Fast beta wavelet network-based feature extraction for image copy detection
Introduction
Nowadays, enormous amounts of images are being generated, stored, and shared by many groups all over the world including radiologists, journalists, librarians, photographers, historians, and even the public [1]. The illegal generation of images resulted from different sources; innovative multimedia products such as the evolution of digital storage devices, the availability of affordable digital cameras, applications and hardware image processing, as well as the expansion and the rapid growth of the Internet.
It is therefore necessary to develop efficient systems for image retrieval and understanding image seeking behavior. The field of Multimedia Information Retrieval aims to satisfy users' queries by finding the correct results. It can be classified into two approaches: Text-based searching which uses textual information (word or composition of words), and Content Based Retrieval (CBR) which is based on the multimedia content itself [2], [3]. As a part of CBR and more specifically CBIR (Content Based Image Retrieval), the field of image identification can be defined to provide the ownership of digital media and certifying whether an image has been modified from its socket. The credibility of the photographic identification evidence can be extremely important in a variety of situations (insurance companies, courts, news agencies, and so on). Therefore, many studies have been interested in this area, by detecting copies of digital media.
The techniques of image identification can be classified into two categories: active and passive methods. Active methods such as watermarking [4] depend on prior information (mark) about the image. However, in many situations, copies of the original content can be disseminated before the application of any marks. So, using passive methods will be required to authenticate the image, which is the focus of our work.
Recent content-based image copy detection (CBCD) methods do not depend on the presence of marks and are more robust in detecting image transformations. However, these methods have a higher computational cost. Our contribution in this paper aimed at reducing the computational algorithm complexity.
Many works, in the literature review addressed the problem of image copy detection. They can be classified into three classes namely spatial domain, frequency domain, and spatial–frequency domain.
For the spatial domain, two types of image copy detection approaches can be distinguished: techniques based on global descriptors and those based on local descriptors extraction. Several works were based on global descriptors which extract the low-level description of images, e.g. extraction of color characteristics, textures, edges, which are built by quantization [5]. The merit of the global description is to reduce the computational time and storage footprint. However, they are not very accurate and can generate many false positives as well as the loss of information about the original descriptor. Furthermore, global descriptors are not very efficient against common modifications like affine transformations, cropping, and rotation. In addition, global descriptors like GIST is invariant to luminance transformations, blur, and resize [6]. But it is not invariant to translation, rotation, clutter, and crop.
The use of local descriptors like PBoF (Packed Bag-of-Features)[7] is more invariant and efficient than GIST: Occlusions and rotation.

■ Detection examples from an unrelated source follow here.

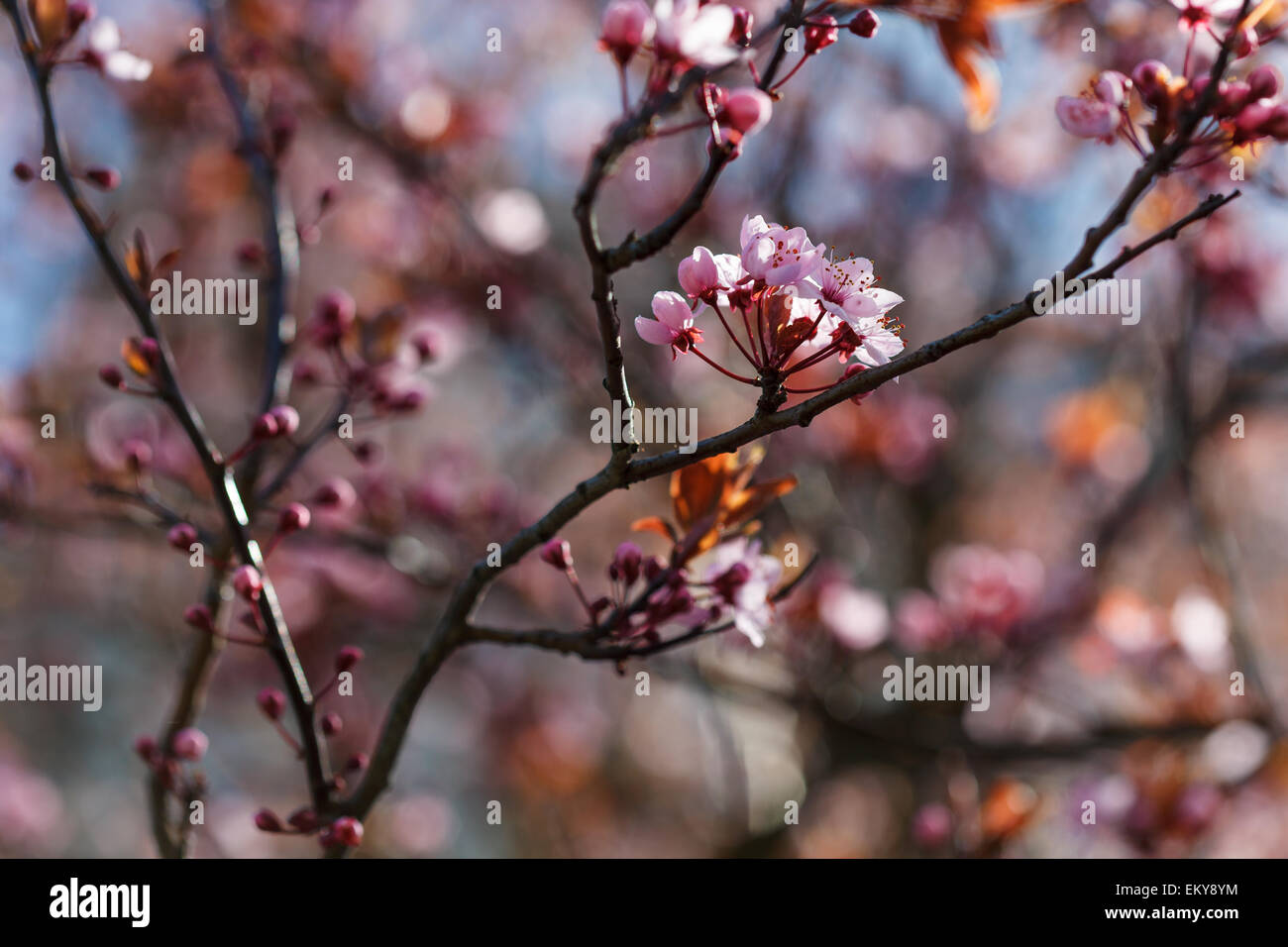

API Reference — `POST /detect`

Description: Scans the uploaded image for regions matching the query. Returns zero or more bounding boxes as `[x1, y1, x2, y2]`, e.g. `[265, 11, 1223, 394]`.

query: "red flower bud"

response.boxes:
[540, 537, 572, 570]
[335, 644, 365, 674]
[309, 290, 358, 346]
[729, 7, 756, 47]
[322, 815, 362, 848]
[841, 362, 872, 404]
[255, 686, 286, 720]
[98, 365, 125, 390]
[313, 476, 358, 511]
[85, 167, 121, 191]
[255, 809, 282, 832]
[183, 604, 215, 631]
[237, 240, 265, 266]
[170, 727, 210, 762]
[608, 541, 644, 585]
[166, 523, 197, 553]
[277, 502, 312, 533]
[134, 737, 158, 763]
[805, 16, 841, 55]
[1246, 65, 1279, 100]
[268, 404, 300, 437]
[850, 10, 881, 40]
[250, 412, 280, 441]
[233, 566, 265, 601]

As far as local descriptors are concerned, we can consider the works of Berrani et al. [8] and Min [9] which are based on the extraction of interest points. Other approaches based on the BoW (Bag-of-Word) model [10], [11], [12] which takes the image as a collection of discrete regions. The drawback of this model is that it describes only the appearance of images and ignores their spatial structure, which is very important in image representation, thus losing all the geometric information of images. This model can give good results in many fields like image classification, object recognition but it is still not efficient for copy detection because it is not able to detect the geometric transformations. Another approach based on the search of closed patterns was presented in [13], to encode the bag-of-words image representation into data mining transactions. This approach is similar to BoW model, but to overcome the difficulty of the binary representation of the item (visual word), researches represent images by a list of their top K Term Frequency-Inverse Document Frequency () weighed visual words. This approach is robust to some transformations such as JPEG compression, scaling, rotation, slight crops and illumination changes. Also, Ling et al. [14] proposed a fast copy detection method which used local image fingerprints to define visual words. Other approaches can be presented in [15], [16], [17].

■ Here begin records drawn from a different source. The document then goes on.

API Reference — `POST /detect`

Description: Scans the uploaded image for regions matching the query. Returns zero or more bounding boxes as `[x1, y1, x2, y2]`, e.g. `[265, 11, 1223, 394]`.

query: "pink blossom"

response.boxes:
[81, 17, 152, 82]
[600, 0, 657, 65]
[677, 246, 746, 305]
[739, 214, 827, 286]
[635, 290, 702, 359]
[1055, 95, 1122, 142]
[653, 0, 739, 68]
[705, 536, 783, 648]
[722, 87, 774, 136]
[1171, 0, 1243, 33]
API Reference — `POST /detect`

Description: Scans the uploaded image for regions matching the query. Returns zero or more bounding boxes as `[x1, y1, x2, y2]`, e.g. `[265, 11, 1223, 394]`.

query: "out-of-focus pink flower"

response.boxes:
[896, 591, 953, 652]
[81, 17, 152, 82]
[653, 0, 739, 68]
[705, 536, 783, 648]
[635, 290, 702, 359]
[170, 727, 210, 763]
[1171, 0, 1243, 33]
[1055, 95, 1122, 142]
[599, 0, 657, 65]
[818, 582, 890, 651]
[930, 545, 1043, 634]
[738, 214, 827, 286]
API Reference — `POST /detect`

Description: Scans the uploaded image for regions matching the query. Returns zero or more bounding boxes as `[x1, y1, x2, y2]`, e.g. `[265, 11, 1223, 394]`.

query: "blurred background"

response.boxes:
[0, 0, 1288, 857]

As for frequency domain, we can quote the techniques defined by Kim [18] and Baaziz [19], based on Discrete Cosine Transform (DCT) in order to calculate the distance between the query image and the original one. Finishing with spatial–frequency domain, the work of Chang et al. [20] which is based on the use of daubechies wavelet and extracting wavelet coefficients as feature vector can be cited.
The above approaches of image copy detection impose either a high computational time resulting from the complexity of the algorithm or loss of information in order to reduce their complexity. For this reason, we thought of the concept of learning, which enabled us to extract significant and optimized features. The neural network is one of the best techniques of machine learning therefore applying wavelets to it leads to generating wavelet neural network. So, in this paper, we used the Beta Wavelet Network (BWN) [21] based on FWT [22], [23] to propose a new approach of image copy detection based on multiresolution. Our choice was determined because of two challenges. First, the wavelet can represent the image in the spatial–frequency domain properly [24], [25]. Second, it is used for learning. This network, which is a neural network in which the hidden layer contains wavelet functions, reduces computational costs, considerably, and it was an effective tool in various fields such as image compression [26], image retrieval [27], [28], [29], face recognition [30], image classification [31], [32], speech recognition [33] and in particular arabic word recognition [34], object tracking and recognition [35], [36], [37].

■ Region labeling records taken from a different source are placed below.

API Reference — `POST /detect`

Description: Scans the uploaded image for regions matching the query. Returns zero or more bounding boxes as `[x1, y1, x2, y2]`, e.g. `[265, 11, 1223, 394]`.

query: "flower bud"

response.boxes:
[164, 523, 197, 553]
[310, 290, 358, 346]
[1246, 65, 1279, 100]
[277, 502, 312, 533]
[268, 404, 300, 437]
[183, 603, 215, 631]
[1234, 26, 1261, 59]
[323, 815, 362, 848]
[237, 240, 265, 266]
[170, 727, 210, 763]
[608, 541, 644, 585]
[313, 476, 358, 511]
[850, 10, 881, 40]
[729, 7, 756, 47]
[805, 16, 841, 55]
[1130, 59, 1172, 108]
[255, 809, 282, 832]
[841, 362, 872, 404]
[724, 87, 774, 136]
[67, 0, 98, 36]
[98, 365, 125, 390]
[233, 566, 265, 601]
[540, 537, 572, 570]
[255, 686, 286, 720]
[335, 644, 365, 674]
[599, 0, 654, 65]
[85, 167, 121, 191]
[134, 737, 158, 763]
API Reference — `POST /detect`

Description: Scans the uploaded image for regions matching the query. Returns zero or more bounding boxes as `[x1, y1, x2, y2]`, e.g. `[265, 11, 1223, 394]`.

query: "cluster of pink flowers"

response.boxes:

CBICD (Content-Based Image Copy Detection) aims to retrieve a multimedia document even when some transformations have been applied to it, more specifically detecting whether or not an image is a copy of some known original. Generally, the transformations include changing contrast, resizing, changing gamma values, rotating, flipping, shifting, cropping, camcording, blurring, stretching, zooming, and text or pattern insertion. In this paper, we used the Copydays dataset, generated by INREA which contains 18 kinds of scale & jpeg and cropping transformations, and the Holidays dataset2 in order to test the robustness of the proposed system in the retrieval phase. The results obtained prove the efficiency of our method against various transformations especially for scale and jpeg transformations.
The paper is organized as follows: Section 2 introduces our Beta wavelet theory, FWT concept and the proposed wavelet network architecture. In Section 3, we present an overview of the proposed method which is divided into two stages: the indexation and the copy detection. Section 4 devoted to present and discuss the experimental results. Finally, the paper ends with a conclusion which summarizes the findings of our approach.
Section snippets
Beta wavelet and wavelet transform
Before speaking of wavelet transform, it is necessary to define the wavelet used to construct the wavelet network.
Overview of the proposed approach
The process of image copy detection application was divided into two parts: the first for the training system (indexing or off-line stage) and the second for image copy detection algorithm (on-line stage).
Implementation overview
The system was implemented using Matlab2012b through the image processing toolboxes. Feature extraction and Image Copy Detection were performed on an Intel(R) Core(TM) i3-3217U CPU 1.80 GHz processor with 4 GB of RAM operating with Microsoft Windows 64 bit system.
Experimental results
To manage the proposed system in the context of quality, we followed three essential phases: the learning, the validation, and the detection phases.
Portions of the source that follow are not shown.